3. Pour retirer la carte de résident dont M. A C bénéficiait et dont la durée de validité expirait le 15 juin 2022, le préfet de l'Essonne s'est fondé sur le fait que l'intéressé avait été condamné le 6 décembre 2021 par le tribunal judiciaire de Bobigny à six mois d'emprisonnement avec sursis assorti pour des faits d'" exécution d'un travail dissimulé commis à l'égard de plusieurs personnes " et d'" abus des biens ou du crédit d'une SARL par un gérant à des fins personnelles ". Or, il ne ressort pas des pièces du dossier, et n'est même pas soutenu par le préfet de l'Essonne, que M. A C aurait été condamné pour des faits définis aux articles 433-3, 433-4, aux deuxième à quatrième alinéas de l'article 433-5, au deuxième alinéa de l'article 433-5-1 ou à l'article 433-6 du code pénal, hypothèses limitativement visées par l'article L. 432-12 du code de l'entrée et du séjour des étrangers et du droit d'asile. Dans ces conditions, le préfet de l'Essonne ne pouvait légalement procéder au retrait de la carte de résident de M. A C sur le fondement des dispositions de l'article précité.

4. Il résulte de ce qui précède, sans qu'il soit besoin d'examiner les autres moyens de la requête, que M. A C est fondé à demander l'annulation de la décision du 1er août 2022 par laquelle le préfet de l'Essonne a procédé au retrait de sa carte de résident.
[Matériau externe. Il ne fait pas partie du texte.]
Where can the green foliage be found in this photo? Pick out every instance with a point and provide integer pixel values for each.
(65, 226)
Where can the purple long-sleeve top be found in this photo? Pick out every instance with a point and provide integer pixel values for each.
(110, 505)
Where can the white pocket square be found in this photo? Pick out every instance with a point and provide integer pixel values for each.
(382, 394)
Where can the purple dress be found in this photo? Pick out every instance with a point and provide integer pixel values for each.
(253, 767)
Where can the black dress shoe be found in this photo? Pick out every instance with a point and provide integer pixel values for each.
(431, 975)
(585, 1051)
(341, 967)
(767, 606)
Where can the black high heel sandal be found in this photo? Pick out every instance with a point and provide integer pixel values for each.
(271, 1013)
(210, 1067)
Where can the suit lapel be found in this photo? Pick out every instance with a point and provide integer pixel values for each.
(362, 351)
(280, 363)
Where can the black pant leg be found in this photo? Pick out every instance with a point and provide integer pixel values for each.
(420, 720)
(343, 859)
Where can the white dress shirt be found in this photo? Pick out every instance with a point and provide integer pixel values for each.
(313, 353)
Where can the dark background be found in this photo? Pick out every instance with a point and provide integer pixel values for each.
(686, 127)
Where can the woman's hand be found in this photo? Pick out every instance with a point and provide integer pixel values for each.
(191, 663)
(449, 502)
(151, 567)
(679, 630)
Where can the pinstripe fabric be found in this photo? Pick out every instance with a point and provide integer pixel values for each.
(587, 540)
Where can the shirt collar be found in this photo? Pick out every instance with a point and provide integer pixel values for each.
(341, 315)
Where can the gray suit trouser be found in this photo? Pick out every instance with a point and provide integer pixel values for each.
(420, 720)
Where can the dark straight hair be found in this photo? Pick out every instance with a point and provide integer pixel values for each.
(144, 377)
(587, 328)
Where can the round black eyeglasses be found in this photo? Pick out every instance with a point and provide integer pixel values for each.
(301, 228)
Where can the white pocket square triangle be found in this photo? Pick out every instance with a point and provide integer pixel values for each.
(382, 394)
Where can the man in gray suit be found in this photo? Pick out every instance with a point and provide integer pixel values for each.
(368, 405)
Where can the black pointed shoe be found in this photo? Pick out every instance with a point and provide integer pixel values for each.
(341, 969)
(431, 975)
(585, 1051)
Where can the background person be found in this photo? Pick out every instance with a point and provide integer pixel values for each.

Sur les conclusions à fin d'injonction et d'astreinte :

5. Compte tenu de ses motifs, le présent jugement implique nécessairement que le préfet de l'Essonne ou le préfet territorialement compétent réexamine la situation de M. A C et lui délivre, dans l'attente, une autorisation provisoire de séjour. Il y a lieu de l'y enjoindre dans le délai de deux mois à compter de la notification du présent jugement. En revanche, il n'y a pas lieu, dans les circonstances de l'espèce, d'assortir cette injonction d'une astreinte.

Sur les frais de l'instance :

6. Il y a lieu, dans les circonstances de l'espèce, de faire application de l'article L. 761-1 du code de justice administrative et de mettre à la charge de l'Etat la somme de 1 000 euros au titre des frais exposés par M. A C et non compris dans les dépens.

D E C I D E :

Article 1er : L'arrêté du 1er août 2022, par lequel le préfet de l'Essonne a procédé au retrait de la carte de résident de M. A C qui arrivait à expiration le 15 juin 2022 est annulé.

Article 2 : Il est enjoint au préfet de l'Essonne de réexaminer la situation administrative de M. A C dans un délai de deux mois à compter de la notification du présent jugement.

Article 3 : Il est mis à la charge de l'Etat une somme de 1 000 euros à verser à M. A C au titre des dispositions de l'article L. 761-1 du code de justice administrative.

Article 4 : Le surplus des conclusions de la requête est rejeté.

Article 5 : Le présent jugement sera notifié à M. B A C et au préfet de l'Essonne.

Délibéré après l'audience du 11 mars 2024, à laquelle siégeaient :

- Mme Sauvageot, présidente,

- Mme Lutz, première conseillère,

- Mme Degorce, première conseillère.

Rendu public par mise à disposition au greffe le 25 mars 2024.

La rapporteure,

Signé

Ch. DegorceLa présidente,

Signé

J. Sauvageot

La greffière,

Signé

C. Delannoy

La République mande et ordonne au préfet de l'Essonne en ce qui le concerne ou à tous commissaires de justice à ce requis en ce qui concerne les voies de droit commun, contre les parties privées, de pourvoir à l'exécution de la présente décision.